Fanny Kondoh Membeli Makam untuk Suami dan Istri Sebelum Ayah Udon Meninggal
Fanny Kondoh membagikan sebuah cerita yang sangat menyentuh dan bermakna di TikTok beberapa bulan sebelum kepergian suaminya. Tepat empat bulan sebelum Papa Udon meninggal dunia akibat kanker pada Rabu, 16 Oktober 2024, Fanny mengunggah video yang mengisahkan keputusan unik mereka: membeli makam untuk suami-istri secara tunai, meskipun mereka belum memiliki rumah sendiri.
Dalam video yang diunggah pada 6 Juni 2024, Fanny dengan nada bercanda namun tulus menyatakan, "Orang gila mana yang rumah aja masih ngontrak, malah prioritasin beli kuburan suami-istri dan malah dibayar cash? Ya, orang gila itu adalah aku."
Keputusan ini tidak hanya mengejutkan banyak orang, tetapi juga mencerminkan pandangan hidup yang dalam. Fanny menjelaskan bahwa harga rumah sangat tinggi, dan mereka berdua berusaha untuk menghindari utang riba.
"Kalau rumah kan miliaran, dan aku sangat menghindari hutang riba. Jadi, belum berani dulu. Kalau kuburan kan masih terjangkau dan bisa dibayar cash," ungkapnya.
Bagi Fanny dan Papa Udon, membeli tanah makam adalah langkah yang bijak karena pada akhirnya, setiap orang pasti akan menghadapi kematian. Mereka merasa lebih tenang dengan mempersiapkan 'rumah terakhir' mereka, yaitu liang lahat, daripada harus berhutang demi membeli rumah di dunia.
"Nggak papa tinggalnya ngontrak dulu, yang penting enggak pakai hutang riba. Rumah terakhir kita itu ya liang lahat kita," tuturnya dengan penuh keyakinan.
Dengan keputusan ini, Fanny dan Papa Udon menunjukkan bahwa mereka lebih memilih untuk mempersiapkan diri menghadapi kehidupan setelah mati, ketimbang terjebak dalam utang yang bisa membebani hidup mereka. Mereka percaya bahwa persiapan untuk 'rumah terakhir' adalah hal yang lebih penting dan realistis, mengingat segala sesuatu di dunia ini bersifat sementara.
Pembicaraan Mengenai "Rumah Terakhir" dengan Papa Udon
Keputusan ini bukan sekadar tentang membeli tempat peristirahatan. Fanny juga membagikan momen berharga ketika mereka membahas detail-detail kecil yang mengharukan mengenai posisi mereka di makam nanti. Saat mereka mengunjungi lokasi pembangunan makam, Fanny bertanya kepada Papa Udon, “Nanti honey mau di kanan atau di kiri gitu, kan?” Papa Udon menjawab, “Samain aja deh sama posisi kita tidur. Kamu di kanan, aku di kiri,” katanya.

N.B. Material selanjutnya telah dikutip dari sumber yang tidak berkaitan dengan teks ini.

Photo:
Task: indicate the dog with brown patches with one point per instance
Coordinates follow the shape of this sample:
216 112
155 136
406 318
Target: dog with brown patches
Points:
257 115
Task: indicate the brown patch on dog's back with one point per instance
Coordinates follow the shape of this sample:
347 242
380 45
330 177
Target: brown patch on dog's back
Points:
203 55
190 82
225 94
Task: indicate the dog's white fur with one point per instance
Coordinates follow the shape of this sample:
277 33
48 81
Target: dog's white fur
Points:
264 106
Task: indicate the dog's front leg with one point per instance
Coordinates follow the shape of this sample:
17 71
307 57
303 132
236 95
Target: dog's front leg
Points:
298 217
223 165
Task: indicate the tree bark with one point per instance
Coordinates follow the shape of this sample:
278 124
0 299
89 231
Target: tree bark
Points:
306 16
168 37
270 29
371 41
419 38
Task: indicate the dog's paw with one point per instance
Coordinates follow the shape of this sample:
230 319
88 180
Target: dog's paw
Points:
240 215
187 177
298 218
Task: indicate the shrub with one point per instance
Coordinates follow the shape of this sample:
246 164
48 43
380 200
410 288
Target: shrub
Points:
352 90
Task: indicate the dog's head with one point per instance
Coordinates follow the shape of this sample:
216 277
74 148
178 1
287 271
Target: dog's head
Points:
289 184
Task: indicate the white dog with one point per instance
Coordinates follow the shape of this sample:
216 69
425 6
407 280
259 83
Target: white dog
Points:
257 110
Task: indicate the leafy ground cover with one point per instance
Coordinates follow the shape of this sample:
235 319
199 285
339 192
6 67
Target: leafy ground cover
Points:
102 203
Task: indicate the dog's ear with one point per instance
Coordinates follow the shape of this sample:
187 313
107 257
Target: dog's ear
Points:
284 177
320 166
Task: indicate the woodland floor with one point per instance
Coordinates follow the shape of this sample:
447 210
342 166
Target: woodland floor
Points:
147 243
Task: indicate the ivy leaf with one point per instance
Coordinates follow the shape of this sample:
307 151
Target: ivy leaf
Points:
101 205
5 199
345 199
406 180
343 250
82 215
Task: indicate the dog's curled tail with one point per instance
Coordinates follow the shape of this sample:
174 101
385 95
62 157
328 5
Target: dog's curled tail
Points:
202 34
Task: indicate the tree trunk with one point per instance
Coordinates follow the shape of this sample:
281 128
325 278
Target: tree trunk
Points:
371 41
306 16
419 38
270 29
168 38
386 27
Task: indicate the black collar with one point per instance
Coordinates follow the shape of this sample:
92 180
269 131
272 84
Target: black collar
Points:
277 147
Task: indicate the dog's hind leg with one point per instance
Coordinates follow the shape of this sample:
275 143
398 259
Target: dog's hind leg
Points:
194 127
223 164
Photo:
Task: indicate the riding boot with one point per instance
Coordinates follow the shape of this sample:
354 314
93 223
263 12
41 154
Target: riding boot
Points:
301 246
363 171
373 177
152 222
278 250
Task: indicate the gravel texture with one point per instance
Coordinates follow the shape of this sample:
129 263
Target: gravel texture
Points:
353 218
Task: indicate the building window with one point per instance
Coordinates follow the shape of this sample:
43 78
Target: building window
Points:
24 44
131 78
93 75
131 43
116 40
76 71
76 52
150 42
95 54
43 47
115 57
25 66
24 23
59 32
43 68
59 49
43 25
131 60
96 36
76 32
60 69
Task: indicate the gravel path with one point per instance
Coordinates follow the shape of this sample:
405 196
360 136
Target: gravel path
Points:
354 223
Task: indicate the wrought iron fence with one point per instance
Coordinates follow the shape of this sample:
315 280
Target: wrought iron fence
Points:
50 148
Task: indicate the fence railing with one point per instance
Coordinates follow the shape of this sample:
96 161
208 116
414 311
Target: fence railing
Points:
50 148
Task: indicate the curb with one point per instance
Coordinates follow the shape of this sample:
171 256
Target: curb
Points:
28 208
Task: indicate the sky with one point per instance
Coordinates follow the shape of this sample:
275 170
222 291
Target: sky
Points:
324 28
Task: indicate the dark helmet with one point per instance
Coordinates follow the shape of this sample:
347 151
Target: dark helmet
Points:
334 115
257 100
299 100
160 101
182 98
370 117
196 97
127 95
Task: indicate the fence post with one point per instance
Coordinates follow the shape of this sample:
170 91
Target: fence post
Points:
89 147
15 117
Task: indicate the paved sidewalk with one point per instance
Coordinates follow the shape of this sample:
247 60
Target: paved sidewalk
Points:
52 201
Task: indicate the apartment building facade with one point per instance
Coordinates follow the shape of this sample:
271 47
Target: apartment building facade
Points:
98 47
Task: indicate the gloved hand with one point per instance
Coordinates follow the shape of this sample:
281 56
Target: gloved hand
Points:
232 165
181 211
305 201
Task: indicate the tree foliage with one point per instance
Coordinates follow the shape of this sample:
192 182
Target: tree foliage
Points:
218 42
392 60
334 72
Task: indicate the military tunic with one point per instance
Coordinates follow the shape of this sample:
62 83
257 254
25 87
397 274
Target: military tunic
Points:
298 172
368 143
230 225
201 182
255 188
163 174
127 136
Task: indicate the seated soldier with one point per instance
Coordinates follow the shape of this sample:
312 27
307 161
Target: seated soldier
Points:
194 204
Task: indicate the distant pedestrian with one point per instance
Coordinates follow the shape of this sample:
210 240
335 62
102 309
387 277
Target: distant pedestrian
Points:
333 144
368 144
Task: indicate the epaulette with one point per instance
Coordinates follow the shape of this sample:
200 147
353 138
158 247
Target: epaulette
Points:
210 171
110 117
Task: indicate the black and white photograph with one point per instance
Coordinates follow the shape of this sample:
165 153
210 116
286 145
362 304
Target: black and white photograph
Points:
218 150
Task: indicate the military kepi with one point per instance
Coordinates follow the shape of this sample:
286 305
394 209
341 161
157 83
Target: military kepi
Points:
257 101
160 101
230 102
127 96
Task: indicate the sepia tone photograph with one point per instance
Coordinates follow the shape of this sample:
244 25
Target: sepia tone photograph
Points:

Meskipun terdengar agak ekstrem dan sarkastis, Fanny menegaskan bahwa merenungkan tentang kematian dan kehidupan setelah mati adalah hal yang sangat penting.
“Hidup ini sebentar, kita enggak akan lama-lama di dunia ini,” tambahnya dengan penuh kesadaran.
Fanny juga menyatakan bahwa memiliki makam untuk suami dan istri memberikan ketenangan batin.
“Sejak aku punya kuburan suami-istri sama Papa Udon, jauh di dalam lubuk hati aku, aku tuh selalu ngerasa tenang karena aku selalu inget kematian,” ungkapnya.
Kesadaran akan kematian ini mendorong Fanny untuk terus berusaha menjadi pribadi yang lebih baik setiap hari. Dia berkomitmen untuk menjadi istri yang taat, rajin bersedekah, berdoa, dan beribadah.
“Jadi, apapun amalan yang bisa berpahala dan bisa menemani aku nanti di alam kubur, di akhirat nanti, itu pasti bakalan aku lakuin,” tuturnya.
Fanny percaya bahwa dengan mempersiapkan diri untuk kehidupan setelah mati, dia dapat menjalani hidup dengan lebih bermakna. Dia merasa bahwa setiap tindakan baik yang dilakukan di dunia ini akan berkontribusi pada kebahagiaan di akhirat.
Selain itu, diskusi mengenai kematian dan makam ini juga mempererat hubungan mereka sebagai pasangan, karena mereka saling memahami pentingnya saling mendukung satu sama lain dalam perjalanan hidup ini.